Researchers at MIT and McMaster University have identified a new antibiotic, named abaucin, using artificial intelligence. The drug is effective against Acinetobacter baumannii, a hospital-borne, drug-resistant bacteria. Abaucin’s narrow-spectrum efficacy and unique mechanism of disrupting lipoprotein trafficking within bacterial cells is significant. Patients infected with Acinetobacter baumannii face pneumonia, meningitis, and other serious infections. Soldiers wounded in Iraq and Afghanistan also suffer from its effects. The microbe can survive on hospital equipment and take up antibiotic resistance genes from its environment. Nearly every antibiotic-resistant infection is now linked to Acinetobacter baumannii. The researchers’ findings suggest that artificial intelligence can significantly accelerate and expand the search for novel antibiotics.
Over the past few decades, pathogenic bacteria have become increasingly resistant to existing antibiotics, but few new antibiotics have been developed. Researchers have used machine learning, a type of artificial intelligence, to identify new antibiotics whose chemical structures are different from any existing drugs. To identify chemical compounds that could inhibit the growth of A. baumannii, researchers exposed A. baumannii grown in a lab dish to 7,500 different chemical compounds. They then fed the structure of each molecule into a machine learning algorithm and told the model whether each structure could inhibit bacterial growth.
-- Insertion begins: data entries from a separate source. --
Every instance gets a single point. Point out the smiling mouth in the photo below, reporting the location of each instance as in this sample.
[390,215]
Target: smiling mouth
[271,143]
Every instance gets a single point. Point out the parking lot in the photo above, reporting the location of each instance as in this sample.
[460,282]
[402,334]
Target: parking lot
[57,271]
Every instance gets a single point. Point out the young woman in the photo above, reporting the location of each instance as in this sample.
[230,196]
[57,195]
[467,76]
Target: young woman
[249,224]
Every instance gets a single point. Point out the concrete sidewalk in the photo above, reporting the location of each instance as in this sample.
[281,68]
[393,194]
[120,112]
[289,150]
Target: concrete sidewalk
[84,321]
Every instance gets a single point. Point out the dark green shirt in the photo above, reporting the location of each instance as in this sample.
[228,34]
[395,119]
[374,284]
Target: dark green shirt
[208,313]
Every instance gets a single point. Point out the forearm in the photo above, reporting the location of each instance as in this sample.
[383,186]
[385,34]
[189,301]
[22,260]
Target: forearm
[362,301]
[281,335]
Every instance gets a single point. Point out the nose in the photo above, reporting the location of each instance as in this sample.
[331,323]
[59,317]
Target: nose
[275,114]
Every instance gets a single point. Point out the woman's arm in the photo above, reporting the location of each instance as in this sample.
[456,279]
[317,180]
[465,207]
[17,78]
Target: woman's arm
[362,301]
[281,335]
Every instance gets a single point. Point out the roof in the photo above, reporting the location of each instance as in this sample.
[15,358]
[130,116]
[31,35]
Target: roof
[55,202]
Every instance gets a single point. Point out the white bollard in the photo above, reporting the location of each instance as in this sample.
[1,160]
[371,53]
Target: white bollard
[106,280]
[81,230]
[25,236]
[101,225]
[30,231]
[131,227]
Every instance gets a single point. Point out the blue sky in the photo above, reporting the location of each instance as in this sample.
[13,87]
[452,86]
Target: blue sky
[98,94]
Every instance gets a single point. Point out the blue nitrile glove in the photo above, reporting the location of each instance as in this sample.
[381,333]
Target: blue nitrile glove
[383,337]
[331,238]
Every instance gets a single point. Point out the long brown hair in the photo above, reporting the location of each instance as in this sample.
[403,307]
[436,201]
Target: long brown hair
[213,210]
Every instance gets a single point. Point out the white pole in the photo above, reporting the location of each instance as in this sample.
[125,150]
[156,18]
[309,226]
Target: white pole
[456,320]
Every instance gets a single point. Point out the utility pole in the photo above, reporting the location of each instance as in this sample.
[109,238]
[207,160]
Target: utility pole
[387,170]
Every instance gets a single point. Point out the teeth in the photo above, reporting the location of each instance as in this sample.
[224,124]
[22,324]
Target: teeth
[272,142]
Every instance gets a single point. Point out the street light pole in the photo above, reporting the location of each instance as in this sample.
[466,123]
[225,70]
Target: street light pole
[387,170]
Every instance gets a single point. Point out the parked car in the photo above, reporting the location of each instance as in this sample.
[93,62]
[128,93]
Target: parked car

The researchers used their model to analyze a set of 6,680 compounds it had not seen before, which came from the Drug Repurposing Hub at the Broad Institute. This analysis yielded a few hundred top hits. Of these, the researchers chose 240 to test experimentally in the lab, focusing on compounds with structures that were different from those of existing antibiotics or molecules from the training data. In tests, the researchers found 9 antibiotics, including abaucin, the most potent.
The drug, originally explored as a potential diabetes drug, turned out to be extremely effective at killing A. baumannii but had no effect on other species of bacteria including Pseudomonas aeruginosa, Staphylococcus aureus, and carbapenem-resistant Enterobacteriaceae. This “narrow spectrum” killing ability is desirable because it minimizes the risk of bacteria spreading resistance against the drug. Another advantage is that the drug would likely spare the beneficial bacteria that live in the human gut and help to suppress opportunistic infections.
In studies in mice, abaucin treated wound infections caused by A. baumannii. The researchers also showed, in lab tests, that it works against a variety of drug-resistant A. baumannii strains. Further experiments revealed that the drug kills cells by interfering with lipoprotein trafficking, a process that cells use to transport proteins from the interior of the cell to the cell envelope. Specifically, the drug appears to inhibit LolE, a protein involved in this process. All Gram-negative bacteria express this enzyme, so the researchers were surprised to find that abaucin is so selective in targeting A. baumannii. The researchers hypothesize that slight differences in how A. baumannii performs this task might account for the drug’s selectivity.
Stokes’ lab is now working with other researchers at McMaster to optimize the medicinal properties of the compound, in hopes of developing it for eventual use in patients. The researchers also plan to use their modeling approach to identify potential antibiotics for other types of drug-resistant infections, including those caused by Staphylococcus aureus and Pseudomonas aeruginosa. The research was funded by various organizations, including the David Braley Center for Antibiotic Discovery, the Weston Family Foundation, the Audacious Project, and the Canadian Institutes of Health Research.